While the conceit is hilarious, the cause is a good one – by means of his ridiculous, frenzied day, Ferrell raised $1-million (U.S.) for Cancer for College, a charity that awards university scholarships to cancer survivors. Also, by wearing the number 19, Farrell honoured retired Cuban-American shortstop Bert Campaneris, who, as part of a special 1965 promotion designed to draw crowds, was the first player to play every position during a major-league game. (Campaneris even makes a brief appearance in the film, giving Ferrell some veteran baseball advice in Spanish.)

But honourable intentions do not a comedy make, so the real humour here is how faux-seriously Ferrell takes the entire endeavour, the jokes relying heavily on that hallowed and easily ridiculed notion of "respecting the game." He declines interviews on the day, saying, "I'm in beast mode right now. I can't talk," and then spends the bulk of the documentary having belly-laugh-worthy, over-the-top emotional reactions to being traded from team to team. The setup expertly mimics classic earnest sports documentaries, with rising dramatic music, manipulative slo-mo shots and interviews where Farrell riffs on all-too-common media-trained ballplayer platitudes.

"It's about playing the game you love," he says. "Playing it with intensity, honour and crushing ass."

There's some serious twisting of "America's game" here, whether it's in Ferrell's stock scrum-style answers or his warring with managers over their decisions to pull him. (It's incredibly fun to watch the Dodgers' Don Mattingly try to keep a straight face while Ferrell has a temper tantrum.) What's even better is that everyone else is in on the extended joke – television anchors, sportscasters, scouts, managers, hitting coaches, fans and players alike. Although it's hard to tell if former NFL coach John Madden is joking when he refers to what Ferrell is doing as "a lack of respect."

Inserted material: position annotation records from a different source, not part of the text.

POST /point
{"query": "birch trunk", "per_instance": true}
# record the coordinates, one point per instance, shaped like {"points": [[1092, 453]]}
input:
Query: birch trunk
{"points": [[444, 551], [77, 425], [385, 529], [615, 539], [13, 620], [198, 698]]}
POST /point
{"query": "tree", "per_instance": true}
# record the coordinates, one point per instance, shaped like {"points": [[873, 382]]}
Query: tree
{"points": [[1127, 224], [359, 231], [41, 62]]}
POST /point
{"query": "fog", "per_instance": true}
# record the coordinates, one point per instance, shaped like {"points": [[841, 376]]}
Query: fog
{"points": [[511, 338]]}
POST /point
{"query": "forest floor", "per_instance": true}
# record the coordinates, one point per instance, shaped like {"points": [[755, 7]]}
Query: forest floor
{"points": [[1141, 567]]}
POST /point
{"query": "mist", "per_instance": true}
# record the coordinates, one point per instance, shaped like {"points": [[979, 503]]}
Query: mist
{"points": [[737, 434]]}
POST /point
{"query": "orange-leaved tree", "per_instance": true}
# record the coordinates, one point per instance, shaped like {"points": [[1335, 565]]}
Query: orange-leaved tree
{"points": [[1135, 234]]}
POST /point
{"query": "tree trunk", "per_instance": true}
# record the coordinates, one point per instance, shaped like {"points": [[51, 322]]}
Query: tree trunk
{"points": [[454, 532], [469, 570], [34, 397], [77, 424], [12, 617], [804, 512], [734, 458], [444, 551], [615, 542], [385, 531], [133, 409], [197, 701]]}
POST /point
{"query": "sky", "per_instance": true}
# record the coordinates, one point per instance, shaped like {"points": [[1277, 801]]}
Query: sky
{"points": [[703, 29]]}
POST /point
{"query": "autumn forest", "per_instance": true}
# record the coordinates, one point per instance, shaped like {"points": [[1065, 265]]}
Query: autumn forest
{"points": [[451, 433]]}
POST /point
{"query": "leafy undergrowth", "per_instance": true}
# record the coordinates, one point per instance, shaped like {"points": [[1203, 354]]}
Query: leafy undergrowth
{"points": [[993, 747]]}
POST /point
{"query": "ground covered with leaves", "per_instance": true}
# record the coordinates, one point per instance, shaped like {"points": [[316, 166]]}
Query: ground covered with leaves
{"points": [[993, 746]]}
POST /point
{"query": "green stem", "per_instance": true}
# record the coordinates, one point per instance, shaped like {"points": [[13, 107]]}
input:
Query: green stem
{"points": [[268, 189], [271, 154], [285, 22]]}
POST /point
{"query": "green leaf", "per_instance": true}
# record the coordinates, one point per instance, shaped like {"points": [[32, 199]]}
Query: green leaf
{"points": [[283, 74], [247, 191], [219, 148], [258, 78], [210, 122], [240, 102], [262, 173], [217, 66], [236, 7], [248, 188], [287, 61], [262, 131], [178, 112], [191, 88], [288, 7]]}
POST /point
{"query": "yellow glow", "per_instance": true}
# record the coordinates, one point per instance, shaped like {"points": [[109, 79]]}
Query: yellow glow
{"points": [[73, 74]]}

Ferrell is certainly built for this kind of absurd comedy, and he's got ample on-screen sports experience with Talladega Nights: The Ballad of Ricky Bobby, Semi-Pro, Kicking & Screaming and Blades of Glory. He's also oddly good at baseball, even if he sometimes fails to hide his genuine look of terror of being on the field with actual athletes. (I admit the idea of him catching 90-plus mile-an-hour fastballs made me really uncomfortable.) Those who criticize baseball for not being a very athletic sport certainly get their due when Ferrell, dressed in the gear of an L.A. Angel, successfully fields a ground ball in centre field.

This film is a lovely mix of homage and humanizing, where the game is celebrated but also taken down a few necessary pegs, and brought back to exactly the enjoyable place it should be. You'd have to be a real curmudgeon not to see how funny the whole send-up is, and how brilliantly Ferrell has both revered and skewered the intensity of myth-laden baseball culture.

Babe Ruth. Stan Musial. Mickey Mantle. Will Ferrell. Ferrell Takes the Field both completely makes fun of our obsession with baseball, and makes us love the game so much more. As you stress and sweat as the postseason unfolds, enjoy a little mockery of this game we're sometimes a little too unhealthily devoted to.

"They say there's nothing more American than grabbing a hot dog, heading to the ballpark and watching nine guys from the Dominican Republic make magic on the field," he says at the end of his long day. "But you know what? Today I learned they are wrong. Make that eight Dominicans, and one guy from Irvine, California."

The best part of Ferrell Takes the Field, though? There isn't a Jays game scheduled when it airs.

Ferrell Takes the Field premieres Saturday, Sept. 12 at 10 p.m. ET on HBO Canada.